Probabilistic metrics
- loss of load probability reflects the probability of the demand exceeding the capacity in a given interval of time before any emergency measures are taken. It is defined as a percentage of time during which the load on the system exceeds its capacity;
- loss of load expectation is the total duration of the expected loss of load events in days, LOLH is its equivalent in hours;
- expected unserved energy is an amount of the additional energy that would be required to fully satisfy the demand within some period. Also known as "expected energy not served", and as loss of energy expectation, LOEE. Normalized value "normalized expected unserved energy" NEUE allows comparison of across different system sizes. In the US, an acceptable value of this dimensionless index is not standardized, yet the US Department of Energy selected the threshold of 0.002%.
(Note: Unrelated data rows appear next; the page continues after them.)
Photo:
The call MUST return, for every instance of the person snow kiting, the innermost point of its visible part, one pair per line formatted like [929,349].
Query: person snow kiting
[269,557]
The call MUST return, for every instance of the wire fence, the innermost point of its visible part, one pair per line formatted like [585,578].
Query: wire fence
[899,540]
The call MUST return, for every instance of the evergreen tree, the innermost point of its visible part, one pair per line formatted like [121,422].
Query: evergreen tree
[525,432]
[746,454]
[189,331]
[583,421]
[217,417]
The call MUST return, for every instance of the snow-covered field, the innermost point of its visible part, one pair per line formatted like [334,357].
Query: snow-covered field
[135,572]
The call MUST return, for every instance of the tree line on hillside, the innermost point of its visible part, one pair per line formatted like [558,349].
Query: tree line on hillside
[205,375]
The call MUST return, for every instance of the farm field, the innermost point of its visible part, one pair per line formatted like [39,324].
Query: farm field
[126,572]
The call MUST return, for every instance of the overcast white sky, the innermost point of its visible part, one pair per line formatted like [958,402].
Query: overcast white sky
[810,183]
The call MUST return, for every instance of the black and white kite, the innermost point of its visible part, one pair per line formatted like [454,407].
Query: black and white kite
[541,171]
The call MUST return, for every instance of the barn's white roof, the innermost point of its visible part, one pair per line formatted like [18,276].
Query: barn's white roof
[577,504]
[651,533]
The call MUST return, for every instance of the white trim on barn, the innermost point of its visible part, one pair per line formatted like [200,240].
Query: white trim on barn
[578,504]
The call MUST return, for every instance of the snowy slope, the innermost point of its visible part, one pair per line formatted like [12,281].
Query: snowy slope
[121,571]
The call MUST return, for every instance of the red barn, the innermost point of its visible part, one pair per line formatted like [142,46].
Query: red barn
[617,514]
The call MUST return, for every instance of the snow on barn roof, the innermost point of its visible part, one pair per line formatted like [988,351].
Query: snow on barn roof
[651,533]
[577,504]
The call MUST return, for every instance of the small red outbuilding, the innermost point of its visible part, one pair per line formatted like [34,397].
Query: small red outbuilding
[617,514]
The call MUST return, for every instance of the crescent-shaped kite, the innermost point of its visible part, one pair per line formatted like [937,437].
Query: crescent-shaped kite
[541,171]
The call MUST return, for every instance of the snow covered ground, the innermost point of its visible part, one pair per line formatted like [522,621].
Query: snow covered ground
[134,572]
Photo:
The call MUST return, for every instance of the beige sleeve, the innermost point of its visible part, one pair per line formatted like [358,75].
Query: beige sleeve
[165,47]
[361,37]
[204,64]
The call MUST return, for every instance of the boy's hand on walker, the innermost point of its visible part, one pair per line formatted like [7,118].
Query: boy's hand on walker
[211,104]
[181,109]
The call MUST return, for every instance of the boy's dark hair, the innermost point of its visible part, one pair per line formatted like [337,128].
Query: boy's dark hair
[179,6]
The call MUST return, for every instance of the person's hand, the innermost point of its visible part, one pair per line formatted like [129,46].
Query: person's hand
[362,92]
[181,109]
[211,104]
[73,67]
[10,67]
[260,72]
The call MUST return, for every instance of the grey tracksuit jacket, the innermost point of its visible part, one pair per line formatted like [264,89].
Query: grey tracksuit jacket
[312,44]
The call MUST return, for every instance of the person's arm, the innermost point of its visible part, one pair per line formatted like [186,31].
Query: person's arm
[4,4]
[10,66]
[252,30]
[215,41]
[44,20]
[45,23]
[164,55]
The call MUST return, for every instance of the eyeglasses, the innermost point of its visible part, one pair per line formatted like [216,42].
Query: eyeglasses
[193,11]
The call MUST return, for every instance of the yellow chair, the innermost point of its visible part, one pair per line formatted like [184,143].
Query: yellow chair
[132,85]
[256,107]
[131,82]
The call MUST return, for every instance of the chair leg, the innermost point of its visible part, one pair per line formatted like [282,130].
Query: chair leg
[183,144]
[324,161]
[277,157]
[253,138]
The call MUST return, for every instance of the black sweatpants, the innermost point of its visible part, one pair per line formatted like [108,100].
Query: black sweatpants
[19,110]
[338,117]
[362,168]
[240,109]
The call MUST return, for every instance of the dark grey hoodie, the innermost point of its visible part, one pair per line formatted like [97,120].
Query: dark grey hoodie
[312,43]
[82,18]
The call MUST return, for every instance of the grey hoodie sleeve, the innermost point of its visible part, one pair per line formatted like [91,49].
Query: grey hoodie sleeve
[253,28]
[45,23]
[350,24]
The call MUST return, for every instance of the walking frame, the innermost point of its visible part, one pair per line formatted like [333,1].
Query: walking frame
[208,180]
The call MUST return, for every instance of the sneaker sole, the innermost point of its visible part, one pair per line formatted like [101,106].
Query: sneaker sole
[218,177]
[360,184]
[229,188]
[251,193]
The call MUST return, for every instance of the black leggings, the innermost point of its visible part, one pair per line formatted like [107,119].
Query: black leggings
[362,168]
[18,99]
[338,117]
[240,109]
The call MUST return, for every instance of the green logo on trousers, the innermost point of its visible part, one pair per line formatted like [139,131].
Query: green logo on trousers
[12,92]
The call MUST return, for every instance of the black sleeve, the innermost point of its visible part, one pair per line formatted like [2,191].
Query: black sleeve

- loss of load events is a number of situations in which the demand exceeded the capacity;
- expected power not supplied ;
- loss of energy probability ;
- energy index of reliability ;
- interruption duration index ;
- energy curtailed.
Deterministic metrics
- the installed reserve margin was traditionally used by the utilities, with values in the US reaching 20%-25% until the economic pressures of 1970s. EPRI distinguishes between:
- * planning reserve margin that uses the ratio calculated at the time of pealk demand and
- * energy reserve margin that is similar to the PRM and is calculated for every hour, not just the peak one.
- the largest unit index is based on the idea that the spare capacity needs to be related to the capacity of the largest generator in the system, that can be taken out by a single fault;
- for the systems with significant role of the hydropower, the margin shall also be related to a power shortages in the "dry year" (a predefined condition of low water supply, usually a year or sequence of years.